Marcello aveva i nervi a fior di pelle, ma quando la rabbia si fu un po’
calmata non poté fare a meno di apprezzare l’astuzia con cui l’Imperatore aveva
apparentemente gestito la questione.
«Molto
saggio, Vostra Maestà. Inviando quella scalmanata all’est vi siete assicurato
che non commetta qualcuna delle sue proverbiali sciocchezze, senza contare che
qualora dovesse fallire nel suo compito la poca considerazione di cui gode
nell’esercito si sgretolerà una volta per tutte.»
«Dicono
che l’età renda più saggi amico mio, ma a quanto vedo questo concetto non si
applica a te.»
«Maestà?»
«Tu
la sottovaluti, Marcello. Tutti voi la sottovalutate. Si è diplomata
all’Accademia Militare con un anno di anticipo, e alla scuola ufficiali ha
messo in riga i suoi stessi professori. Nemmeno Adrian, il figlio di Longinus, era stato capace di tanto. Ricordo ancora quando
suo padre mi supplicò letteralmente di fare uno strappo alla legge così da
permetterle di ereditare il controllo del Granducato al posto di suo fratello.»
«È
chiaro che la tenete in altissima considerazione.
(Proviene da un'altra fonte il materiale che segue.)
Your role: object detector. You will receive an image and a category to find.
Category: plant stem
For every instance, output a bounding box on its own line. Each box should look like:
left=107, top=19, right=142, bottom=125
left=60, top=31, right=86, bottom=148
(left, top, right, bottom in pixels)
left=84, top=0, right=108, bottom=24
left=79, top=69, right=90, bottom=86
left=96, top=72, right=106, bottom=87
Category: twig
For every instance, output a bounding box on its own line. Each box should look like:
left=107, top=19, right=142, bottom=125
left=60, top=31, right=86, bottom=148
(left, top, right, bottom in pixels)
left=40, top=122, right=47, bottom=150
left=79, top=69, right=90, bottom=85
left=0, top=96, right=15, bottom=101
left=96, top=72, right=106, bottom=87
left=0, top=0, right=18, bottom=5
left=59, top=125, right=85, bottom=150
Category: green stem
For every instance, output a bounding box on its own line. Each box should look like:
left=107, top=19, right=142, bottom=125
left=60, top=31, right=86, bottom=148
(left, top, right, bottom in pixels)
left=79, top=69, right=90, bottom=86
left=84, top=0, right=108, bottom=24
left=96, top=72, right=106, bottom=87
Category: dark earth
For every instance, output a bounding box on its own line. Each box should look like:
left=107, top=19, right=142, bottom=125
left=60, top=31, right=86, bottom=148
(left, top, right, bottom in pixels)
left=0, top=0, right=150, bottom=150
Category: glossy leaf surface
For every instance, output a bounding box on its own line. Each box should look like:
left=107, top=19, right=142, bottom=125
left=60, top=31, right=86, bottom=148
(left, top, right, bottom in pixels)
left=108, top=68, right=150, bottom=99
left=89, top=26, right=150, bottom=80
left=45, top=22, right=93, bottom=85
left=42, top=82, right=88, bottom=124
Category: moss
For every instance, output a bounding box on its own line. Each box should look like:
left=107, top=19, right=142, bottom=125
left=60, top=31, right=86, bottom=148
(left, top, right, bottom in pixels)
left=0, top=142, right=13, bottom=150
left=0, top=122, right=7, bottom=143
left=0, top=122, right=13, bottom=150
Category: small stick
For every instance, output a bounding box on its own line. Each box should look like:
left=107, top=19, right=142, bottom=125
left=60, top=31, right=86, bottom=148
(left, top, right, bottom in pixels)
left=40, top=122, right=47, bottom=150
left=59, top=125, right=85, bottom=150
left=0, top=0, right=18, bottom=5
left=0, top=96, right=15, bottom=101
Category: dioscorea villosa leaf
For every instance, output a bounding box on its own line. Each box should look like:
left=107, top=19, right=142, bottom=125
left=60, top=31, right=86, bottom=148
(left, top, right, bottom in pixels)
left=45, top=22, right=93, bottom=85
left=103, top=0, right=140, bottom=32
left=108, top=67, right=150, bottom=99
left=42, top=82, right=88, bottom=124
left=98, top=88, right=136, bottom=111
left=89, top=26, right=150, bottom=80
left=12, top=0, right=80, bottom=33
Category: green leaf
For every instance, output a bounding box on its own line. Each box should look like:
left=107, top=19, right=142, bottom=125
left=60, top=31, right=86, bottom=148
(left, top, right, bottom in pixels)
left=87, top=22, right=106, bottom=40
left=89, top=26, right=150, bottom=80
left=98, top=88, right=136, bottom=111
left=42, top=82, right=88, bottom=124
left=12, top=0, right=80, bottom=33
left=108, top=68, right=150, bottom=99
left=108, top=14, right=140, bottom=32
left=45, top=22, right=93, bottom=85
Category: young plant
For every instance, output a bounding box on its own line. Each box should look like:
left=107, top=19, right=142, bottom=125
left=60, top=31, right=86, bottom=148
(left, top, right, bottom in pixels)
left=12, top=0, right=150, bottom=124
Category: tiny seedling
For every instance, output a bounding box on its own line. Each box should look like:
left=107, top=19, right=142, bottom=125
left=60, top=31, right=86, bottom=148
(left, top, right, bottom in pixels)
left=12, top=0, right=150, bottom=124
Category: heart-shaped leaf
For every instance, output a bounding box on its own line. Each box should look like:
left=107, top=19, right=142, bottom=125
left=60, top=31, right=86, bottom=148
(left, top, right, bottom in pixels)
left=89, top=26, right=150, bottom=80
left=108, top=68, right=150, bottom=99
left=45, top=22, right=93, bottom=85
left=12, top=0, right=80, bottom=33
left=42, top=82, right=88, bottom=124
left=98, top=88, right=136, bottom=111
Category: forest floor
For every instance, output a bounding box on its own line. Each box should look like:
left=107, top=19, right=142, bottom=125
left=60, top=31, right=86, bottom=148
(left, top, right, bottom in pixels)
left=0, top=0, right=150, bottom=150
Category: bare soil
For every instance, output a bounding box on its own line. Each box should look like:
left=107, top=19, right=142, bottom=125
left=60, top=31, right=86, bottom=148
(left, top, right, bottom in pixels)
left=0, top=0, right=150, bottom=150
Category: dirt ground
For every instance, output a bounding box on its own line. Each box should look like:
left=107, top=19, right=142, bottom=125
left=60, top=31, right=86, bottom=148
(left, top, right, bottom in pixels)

Dunque perché avete rifiutato
la richiesta?»
«Perché
c’è solo una cosa peggiore di un idiota su un trono. Un genio su un trono.»
rispose il sovrano con una strana luce negli occhi, e stringendo un po’ più
forte la mano attorno allo scettro imperiale. «Fai preparare un piedistallo e
un piatto d’argento.»
«Per
quale motivo?»
«Per
quando quella ragazza mi porterà la testa di Severus.»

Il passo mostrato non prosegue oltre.